‘My Favourite Cake’ is a tragicomic study of loneliness and transformation, and one of the best foreign language films from recent years not least because of the struggle behind the scenes to get this film released at all. In Iran, this film was banned and was confiscated by the authorities, and the directors were prevented from travelling to Berlin for its premiere. This notion of repression is core to the film where a 70-year old widow Mahin (Lili Farhadpour), who begins each day in bed, never getting up before noon and whose circle of friends is narrowing, and whose children and grandchildren live overseas, finally takes action to extricate herself from her circumstances and begins to discover and enjoy life once again.

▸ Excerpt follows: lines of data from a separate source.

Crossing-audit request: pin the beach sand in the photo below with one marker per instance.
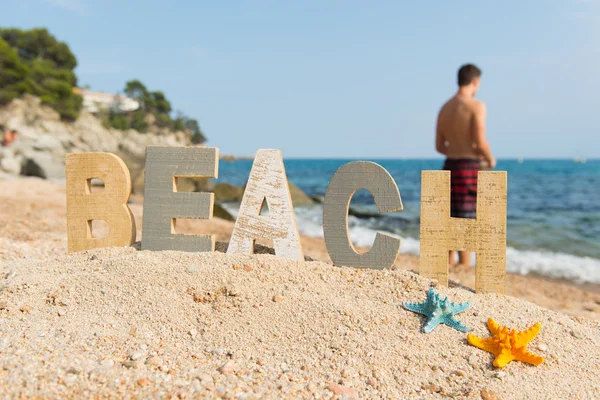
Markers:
(124, 323)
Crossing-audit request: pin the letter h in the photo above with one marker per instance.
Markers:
(485, 235)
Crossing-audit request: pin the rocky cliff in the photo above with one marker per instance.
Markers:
(44, 140)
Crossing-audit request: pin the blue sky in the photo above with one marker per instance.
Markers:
(347, 78)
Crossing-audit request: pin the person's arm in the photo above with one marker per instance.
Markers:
(440, 140)
(481, 143)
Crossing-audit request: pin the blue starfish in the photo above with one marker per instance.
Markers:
(439, 311)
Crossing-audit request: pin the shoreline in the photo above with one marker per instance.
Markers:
(34, 228)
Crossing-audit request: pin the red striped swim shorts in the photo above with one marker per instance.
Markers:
(463, 183)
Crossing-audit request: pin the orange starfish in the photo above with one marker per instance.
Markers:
(508, 345)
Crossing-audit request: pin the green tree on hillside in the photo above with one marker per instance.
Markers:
(13, 74)
(156, 104)
(44, 68)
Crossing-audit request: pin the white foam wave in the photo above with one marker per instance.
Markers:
(554, 265)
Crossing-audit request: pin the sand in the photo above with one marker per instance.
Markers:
(124, 323)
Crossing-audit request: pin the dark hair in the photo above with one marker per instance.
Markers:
(467, 73)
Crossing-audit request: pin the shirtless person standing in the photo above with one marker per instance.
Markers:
(460, 136)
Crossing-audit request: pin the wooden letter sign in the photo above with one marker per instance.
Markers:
(486, 235)
(345, 182)
(109, 206)
(267, 182)
(163, 203)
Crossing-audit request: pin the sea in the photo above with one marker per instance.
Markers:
(553, 210)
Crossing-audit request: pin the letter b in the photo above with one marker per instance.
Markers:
(110, 205)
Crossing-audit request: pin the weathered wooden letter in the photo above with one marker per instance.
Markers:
(486, 235)
(347, 180)
(163, 203)
(267, 182)
(110, 205)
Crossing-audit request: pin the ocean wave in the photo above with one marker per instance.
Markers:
(545, 263)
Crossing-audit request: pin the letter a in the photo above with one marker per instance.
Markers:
(345, 182)
(110, 205)
(163, 203)
(267, 182)
(486, 235)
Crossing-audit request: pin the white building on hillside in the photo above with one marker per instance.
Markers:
(97, 101)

The backdrop here is the Morality Police who will take a woman into custody because her hijab is on in the wrong way, and if one of Mahin’s neighbours suspects that she might have a male visitor then they will pry, and Mahin is under no illusion that she will be investigated as an unmarried woman having someone to whom she is not married in her apartment. But, Mahin has nothing to lose, and her attitude is one whereby life has all but left her anyway. Despite having video calls with her daughter, she is not really being listened to, and Mahin decides to grab the bull by its horns and to finally seek what it is that she is looking for – a male companion, in a final act of defiance and the need to be loved and valued.

This is a touching tale of the lengths one might go to in order to change the course of one’s destiny, and it mirrors ‘About Schmidt’ in the way an elderly person, who has lost their spouse of many years, questions the trajectory their life is on and seeks to reclaim something that they lost a long time ago. There is so much of nostalgia in this captivating and charming tale, as Mahin remembers the days before the repressive, totalitarian regime and tries, for once, to carve out her own future existence and to seize back something resembling an authentic existence. But, there is also a strong bittersweet element to this film, as Mahin has a fleeting, liminal space within which to experience joy once more.

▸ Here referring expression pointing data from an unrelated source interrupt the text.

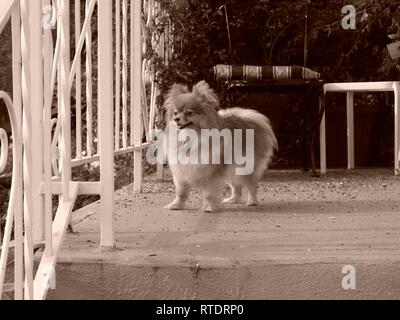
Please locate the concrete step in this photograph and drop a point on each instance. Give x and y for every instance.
(294, 245)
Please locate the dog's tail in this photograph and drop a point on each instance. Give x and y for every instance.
(265, 139)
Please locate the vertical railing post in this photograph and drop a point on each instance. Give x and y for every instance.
(105, 116)
(136, 89)
(47, 165)
(64, 7)
(322, 142)
(18, 216)
(36, 67)
(78, 83)
(350, 129)
(27, 155)
(396, 90)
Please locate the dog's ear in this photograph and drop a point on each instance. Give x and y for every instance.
(203, 91)
(175, 90)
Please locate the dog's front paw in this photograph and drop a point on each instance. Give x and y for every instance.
(251, 203)
(233, 200)
(174, 205)
(208, 208)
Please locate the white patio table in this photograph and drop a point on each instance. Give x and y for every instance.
(350, 88)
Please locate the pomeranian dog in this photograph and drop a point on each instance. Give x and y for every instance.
(197, 110)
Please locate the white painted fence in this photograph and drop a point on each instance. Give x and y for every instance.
(109, 123)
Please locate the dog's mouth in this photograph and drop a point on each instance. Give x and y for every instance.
(183, 126)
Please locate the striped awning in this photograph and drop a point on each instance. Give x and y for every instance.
(223, 72)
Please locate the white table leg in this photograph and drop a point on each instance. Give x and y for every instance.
(396, 89)
(322, 145)
(350, 130)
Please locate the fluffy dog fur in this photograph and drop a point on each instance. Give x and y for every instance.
(198, 110)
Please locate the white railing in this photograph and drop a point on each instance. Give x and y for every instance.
(45, 77)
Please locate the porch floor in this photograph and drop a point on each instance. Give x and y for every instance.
(292, 246)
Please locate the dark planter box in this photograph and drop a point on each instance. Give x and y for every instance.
(368, 125)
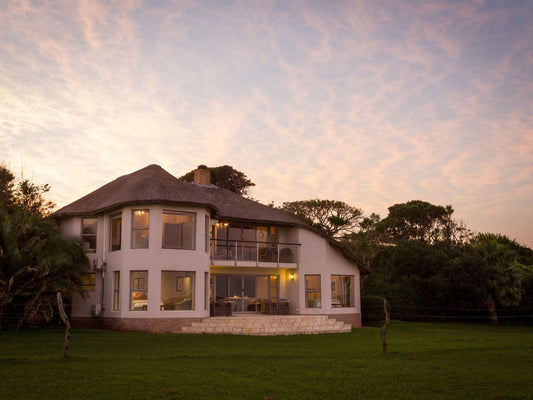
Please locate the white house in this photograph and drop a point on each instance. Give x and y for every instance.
(166, 253)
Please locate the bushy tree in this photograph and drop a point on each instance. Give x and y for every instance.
(334, 218)
(424, 222)
(225, 177)
(36, 260)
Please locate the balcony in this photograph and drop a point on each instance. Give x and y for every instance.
(255, 254)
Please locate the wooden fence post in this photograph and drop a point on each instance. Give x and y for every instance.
(384, 329)
(64, 318)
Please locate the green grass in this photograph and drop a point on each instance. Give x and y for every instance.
(425, 361)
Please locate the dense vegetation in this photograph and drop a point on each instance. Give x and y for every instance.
(36, 260)
(425, 361)
(427, 264)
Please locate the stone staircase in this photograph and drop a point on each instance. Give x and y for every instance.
(268, 325)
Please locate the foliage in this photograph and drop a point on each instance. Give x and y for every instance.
(435, 361)
(225, 177)
(36, 260)
(425, 222)
(6, 186)
(334, 218)
(24, 194)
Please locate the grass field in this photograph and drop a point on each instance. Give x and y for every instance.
(425, 361)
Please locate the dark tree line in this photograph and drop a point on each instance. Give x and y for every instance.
(427, 263)
(36, 260)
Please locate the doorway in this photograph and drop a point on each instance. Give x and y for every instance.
(245, 292)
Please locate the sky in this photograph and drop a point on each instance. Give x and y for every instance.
(372, 103)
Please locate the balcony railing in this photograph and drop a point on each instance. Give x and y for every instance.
(258, 252)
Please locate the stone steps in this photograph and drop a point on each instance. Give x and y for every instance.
(268, 325)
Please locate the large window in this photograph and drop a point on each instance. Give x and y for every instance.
(179, 230)
(177, 290)
(116, 232)
(342, 291)
(312, 291)
(88, 234)
(140, 229)
(139, 290)
(116, 290)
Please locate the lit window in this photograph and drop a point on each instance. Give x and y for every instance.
(312, 291)
(177, 290)
(88, 234)
(116, 290)
(116, 232)
(140, 229)
(342, 291)
(139, 290)
(88, 282)
(179, 230)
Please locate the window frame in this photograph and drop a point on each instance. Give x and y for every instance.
(336, 287)
(189, 214)
(116, 290)
(308, 291)
(91, 235)
(184, 300)
(135, 229)
(112, 219)
(137, 288)
(88, 281)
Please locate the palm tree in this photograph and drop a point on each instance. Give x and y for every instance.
(501, 273)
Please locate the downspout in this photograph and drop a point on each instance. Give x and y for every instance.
(104, 265)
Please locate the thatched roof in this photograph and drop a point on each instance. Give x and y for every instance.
(153, 184)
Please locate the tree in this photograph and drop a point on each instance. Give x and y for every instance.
(334, 218)
(225, 177)
(6, 186)
(36, 260)
(425, 222)
(500, 271)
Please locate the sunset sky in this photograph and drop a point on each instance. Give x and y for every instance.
(368, 102)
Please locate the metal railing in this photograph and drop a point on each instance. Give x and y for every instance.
(239, 250)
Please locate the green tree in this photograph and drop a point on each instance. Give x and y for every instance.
(500, 272)
(225, 177)
(36, 260)
(7, 180)
(334, 218)
(422, 221)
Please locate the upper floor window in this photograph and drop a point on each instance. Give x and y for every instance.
(88, 234)
(179, 230)
(116, 232)
(140, 229)
(88, 282)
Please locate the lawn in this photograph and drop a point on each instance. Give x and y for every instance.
(425, 361)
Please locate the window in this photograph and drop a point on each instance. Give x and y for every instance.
(88, 234)
(116, 290)
(177, 290)
(342, 291)
(140, 229)
(116, 232)
(206, 227)
(312, 291)
(179, 230)
(139, 290)
(88, 282)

There is a poignant and moving episode towards the end – a fly in the ointment, no less – where Mahin’s project appears to have been stopped in its tracks. But, we also sense that she doesn’t regret having had the means, albeit temporarily, to chase a dream she has been harbouring against a backdrop of repression, and her quiet defiance has paid off in this elegiac tale which explores how in a world of oppression there is still the capacity to find and – albeit fleetingly – enjoy true love.